Yeter ki çocuğum eşcinsel olmasın (mı?)

Bu yazı ilk olarak blogcuanne.com da yayımlanmıştır.
http://blogcuanne.com/2015/06/25/yeter-ki-cocugum-escinsel-olmasin/


25 Haziran 2015

Yeter ki çocuğum eşcinsel olmasın

Aşağıdaki yazı ismini saklı tutmak isteyen bir Blogcu Anne okuru tarafından, LGBTİ Onur Haftası’na atfen kaleme alındı.
***
Şimdi bir oyun oynayalım, test yapalım anneler ne dersiniz?
Ben bir cümlenin başını yazacağım, siz boşlukları dolduracaksınız. Alın elinize kalem kağıdı, oyuna başlayalım.
Çocuğum büyüdüğünde …………. olmasını istemezdim.
Çocuğumun eşcinsel olduğunu benden yıllarca sakladığını anladığımda …………. .
Oğlumun en yakın erkek arkadaşıyla öpüştüğünü gördüğümde …………. .
4 yaşındaki oğlumun sadece bebeklerle oynadığını anlayınca …………. diye düşünürdüm.
18 yaşındaki kızım Ayşe kendisine bundan sonra Ahmet dememizi isteseydi …………. .
40 yaşında lezbiyen kızım anne olmak isteseydi …………. yollarını denerdim.
Çocuğum bana eşcinsel olduğunu açıklasaydı hemen ………….
Evet sorularımız bu kadar…
Çıkan sonuçlara bakalım şimdi de…

Eğer verdiğiniz cevaplar arasında, hemen doktora götürür tedavi ettirirdim, iğrenirdim, erkek oyuncaklarına yönlendirirdim, keşke hiç bilmeseydim derdim, hemen evlendirmeye çalışırdım, doğru insanı bulmadığını düşünürdüm ve benzeri cevaplar varsa, ciddi bir homofobi/transfobiniz var demektir. Homofobi ve transfobi çok ciddi, çok sinsi ve tedavisi çok uzun süren bir hastalıktır. (Homofobi nedir? Transfobi Nedir?)
ÇÖZÜM: Çocuğunuzun ve sizin mutluluğunuz için acilen bu hastalıkla mücadele etmeniz gerekiyor. Bu süreç oldukça uzun ve ciddi uğraş gerektiren, psikiyatristlerden, LİSTAG gibi ebeveyn oluşumlarından, Pembe Hayat, Kaos GL, lambdaistanbul, SPoD LGBTİ gibi derneklerden destek almanız gereken bir süreç. Ama yılmayın; evrilmeye, hastalıkla mücadeleye devam edin. Sonuç hepimiz için çok güzel olacak! (LGBTİ terimleriyle ilgili şahane bir sözlük için tıklayın. Çocuğu eşcinsel, transseksüel ebeveynlerin kurduğu dernek için tıklayın.)

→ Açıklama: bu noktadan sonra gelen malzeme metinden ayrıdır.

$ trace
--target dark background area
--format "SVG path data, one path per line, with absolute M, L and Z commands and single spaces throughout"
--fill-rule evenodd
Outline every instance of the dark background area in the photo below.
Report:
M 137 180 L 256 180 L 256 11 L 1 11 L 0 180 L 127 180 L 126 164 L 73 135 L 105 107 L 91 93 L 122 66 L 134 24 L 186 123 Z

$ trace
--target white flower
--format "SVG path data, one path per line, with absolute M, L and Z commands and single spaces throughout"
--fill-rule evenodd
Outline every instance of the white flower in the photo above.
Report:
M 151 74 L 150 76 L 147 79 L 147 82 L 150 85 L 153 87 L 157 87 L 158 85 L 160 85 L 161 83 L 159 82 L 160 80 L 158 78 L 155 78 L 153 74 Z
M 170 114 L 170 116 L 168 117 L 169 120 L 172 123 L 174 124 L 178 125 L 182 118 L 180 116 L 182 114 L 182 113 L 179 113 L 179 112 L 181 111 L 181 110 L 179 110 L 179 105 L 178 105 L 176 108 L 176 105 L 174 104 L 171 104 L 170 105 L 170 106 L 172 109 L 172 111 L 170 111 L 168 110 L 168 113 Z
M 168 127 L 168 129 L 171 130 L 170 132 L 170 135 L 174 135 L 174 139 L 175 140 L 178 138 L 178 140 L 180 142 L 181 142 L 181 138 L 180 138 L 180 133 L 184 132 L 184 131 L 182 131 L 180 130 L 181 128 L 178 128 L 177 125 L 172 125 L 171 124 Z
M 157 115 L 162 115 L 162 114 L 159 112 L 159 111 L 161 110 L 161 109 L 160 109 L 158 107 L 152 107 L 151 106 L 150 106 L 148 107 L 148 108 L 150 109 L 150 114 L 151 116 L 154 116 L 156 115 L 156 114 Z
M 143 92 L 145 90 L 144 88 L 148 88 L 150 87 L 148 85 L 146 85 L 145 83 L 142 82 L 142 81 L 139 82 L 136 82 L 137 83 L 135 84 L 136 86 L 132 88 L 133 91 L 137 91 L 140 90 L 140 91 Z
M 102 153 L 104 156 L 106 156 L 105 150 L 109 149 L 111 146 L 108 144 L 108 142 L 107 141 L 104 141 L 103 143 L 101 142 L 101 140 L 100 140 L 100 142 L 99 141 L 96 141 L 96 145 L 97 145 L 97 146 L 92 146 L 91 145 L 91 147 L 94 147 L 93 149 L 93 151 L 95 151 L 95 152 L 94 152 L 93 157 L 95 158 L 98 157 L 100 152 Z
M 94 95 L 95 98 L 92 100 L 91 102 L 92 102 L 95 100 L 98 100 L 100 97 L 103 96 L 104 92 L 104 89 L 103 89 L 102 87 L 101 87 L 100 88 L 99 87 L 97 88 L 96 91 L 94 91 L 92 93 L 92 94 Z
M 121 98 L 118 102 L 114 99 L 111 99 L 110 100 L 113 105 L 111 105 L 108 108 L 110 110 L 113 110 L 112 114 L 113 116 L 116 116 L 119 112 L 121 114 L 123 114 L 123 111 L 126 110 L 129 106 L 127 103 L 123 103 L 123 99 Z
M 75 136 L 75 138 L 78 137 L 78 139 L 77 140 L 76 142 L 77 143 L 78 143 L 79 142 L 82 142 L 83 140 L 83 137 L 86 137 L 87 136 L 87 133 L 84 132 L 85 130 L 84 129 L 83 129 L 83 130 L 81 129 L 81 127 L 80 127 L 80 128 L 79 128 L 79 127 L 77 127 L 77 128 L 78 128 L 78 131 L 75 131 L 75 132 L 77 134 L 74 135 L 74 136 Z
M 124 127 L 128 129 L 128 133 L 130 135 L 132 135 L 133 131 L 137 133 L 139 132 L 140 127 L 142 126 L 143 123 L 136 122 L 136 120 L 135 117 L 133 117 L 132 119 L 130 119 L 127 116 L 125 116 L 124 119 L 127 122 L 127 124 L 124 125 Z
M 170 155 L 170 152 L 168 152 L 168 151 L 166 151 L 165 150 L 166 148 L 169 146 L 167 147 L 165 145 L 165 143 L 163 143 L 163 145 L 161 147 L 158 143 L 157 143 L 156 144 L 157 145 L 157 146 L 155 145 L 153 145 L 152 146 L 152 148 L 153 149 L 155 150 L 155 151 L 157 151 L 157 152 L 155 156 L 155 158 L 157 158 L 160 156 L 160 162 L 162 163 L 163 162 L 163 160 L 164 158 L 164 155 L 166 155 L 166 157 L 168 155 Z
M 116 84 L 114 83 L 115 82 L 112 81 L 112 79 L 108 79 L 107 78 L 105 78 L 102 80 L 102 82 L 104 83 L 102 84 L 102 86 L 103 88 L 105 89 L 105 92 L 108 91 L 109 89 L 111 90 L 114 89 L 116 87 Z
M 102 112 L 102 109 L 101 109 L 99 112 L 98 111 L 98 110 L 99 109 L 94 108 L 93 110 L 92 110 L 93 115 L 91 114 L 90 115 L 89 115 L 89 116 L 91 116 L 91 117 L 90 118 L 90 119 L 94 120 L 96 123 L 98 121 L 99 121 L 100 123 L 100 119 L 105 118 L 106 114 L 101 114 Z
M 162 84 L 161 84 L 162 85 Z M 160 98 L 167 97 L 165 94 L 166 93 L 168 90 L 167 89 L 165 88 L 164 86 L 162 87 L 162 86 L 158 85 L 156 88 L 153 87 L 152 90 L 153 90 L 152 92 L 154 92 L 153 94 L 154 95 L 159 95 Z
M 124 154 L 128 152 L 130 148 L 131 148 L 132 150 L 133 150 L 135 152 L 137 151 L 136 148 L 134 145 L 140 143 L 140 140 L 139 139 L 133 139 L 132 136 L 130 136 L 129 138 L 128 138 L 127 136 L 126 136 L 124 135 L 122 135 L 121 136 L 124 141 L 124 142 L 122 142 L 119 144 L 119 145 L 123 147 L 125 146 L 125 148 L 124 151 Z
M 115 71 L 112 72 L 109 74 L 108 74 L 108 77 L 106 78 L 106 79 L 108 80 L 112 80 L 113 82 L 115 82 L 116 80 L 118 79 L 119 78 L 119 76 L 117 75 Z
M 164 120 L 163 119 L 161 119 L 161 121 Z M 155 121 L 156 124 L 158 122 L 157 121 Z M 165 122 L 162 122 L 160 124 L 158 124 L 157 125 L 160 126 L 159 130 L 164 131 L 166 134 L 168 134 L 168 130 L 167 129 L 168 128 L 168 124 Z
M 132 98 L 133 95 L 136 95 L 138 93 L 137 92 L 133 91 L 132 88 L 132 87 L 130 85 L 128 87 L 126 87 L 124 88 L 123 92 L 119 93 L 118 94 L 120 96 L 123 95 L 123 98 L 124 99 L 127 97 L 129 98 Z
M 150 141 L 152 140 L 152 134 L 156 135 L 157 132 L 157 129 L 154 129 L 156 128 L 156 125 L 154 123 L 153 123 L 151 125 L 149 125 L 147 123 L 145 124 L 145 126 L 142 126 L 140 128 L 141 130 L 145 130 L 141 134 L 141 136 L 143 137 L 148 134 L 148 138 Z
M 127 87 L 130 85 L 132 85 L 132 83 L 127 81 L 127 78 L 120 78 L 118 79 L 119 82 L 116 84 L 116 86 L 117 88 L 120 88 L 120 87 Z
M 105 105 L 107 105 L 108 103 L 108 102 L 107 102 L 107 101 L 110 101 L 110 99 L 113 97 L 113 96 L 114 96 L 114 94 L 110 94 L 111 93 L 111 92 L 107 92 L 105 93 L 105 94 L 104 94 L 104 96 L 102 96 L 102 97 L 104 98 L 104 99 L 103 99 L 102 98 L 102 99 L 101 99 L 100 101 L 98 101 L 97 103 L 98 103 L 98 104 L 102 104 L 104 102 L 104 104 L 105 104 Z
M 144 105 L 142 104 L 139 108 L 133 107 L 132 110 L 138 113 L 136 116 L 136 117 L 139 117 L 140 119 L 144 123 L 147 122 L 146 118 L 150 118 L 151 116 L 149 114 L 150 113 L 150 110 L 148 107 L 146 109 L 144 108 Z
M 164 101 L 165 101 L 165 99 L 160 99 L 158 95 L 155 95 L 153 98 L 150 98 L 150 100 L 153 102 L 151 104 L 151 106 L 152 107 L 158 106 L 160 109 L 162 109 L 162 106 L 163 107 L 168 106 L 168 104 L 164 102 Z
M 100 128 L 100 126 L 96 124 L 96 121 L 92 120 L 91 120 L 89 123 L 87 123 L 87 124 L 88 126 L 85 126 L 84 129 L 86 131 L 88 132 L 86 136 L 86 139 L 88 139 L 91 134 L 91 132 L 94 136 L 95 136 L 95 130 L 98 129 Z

Eğer verdiğiniz cevaplar arasında benim çocuğum asla eşcinsel olmaz. Eşcinsellik hastalıktır, genetiktir. Bu çocuklar marjinal ailelerden, boşanmış insanların çocuklarından, şu bölgeden, bu şehirden, şu mezhepten çıkar diye düşünüyorsanız hem ırkçı hem homofobik, hem de önyargılısınız demektir ki durum o zaman gerçekten vahimleşiyor. Homofobi ve transfobi, ırkçılık hastalığına tutulduğunuz ve doğal olarak tedaviyi de reddettiğiniz için, çocuğunuzun eşcinsel veya transseksüel olması durumunda, onu suçlamanız, ondan nefret etmeniz, evlatlılıktan reddetmeniz mümkün. Çocuğunuzun intihara sürükleyebilirsiniz, onu bir ömür boyu mutsuzluğa mahkum edebilirsiniz. Ne yazık ki size sunabileceğim kişisel bir çözüm yok. Umarız bir gün önyargılarınızdan kurtulursunuz ve aslında bunun için en iyi yolun, tüm nefretinize rağmen, nefret ettiğiniz insanlarla birbirinize dokunabilmeniz olduğunu görebilirsiniz.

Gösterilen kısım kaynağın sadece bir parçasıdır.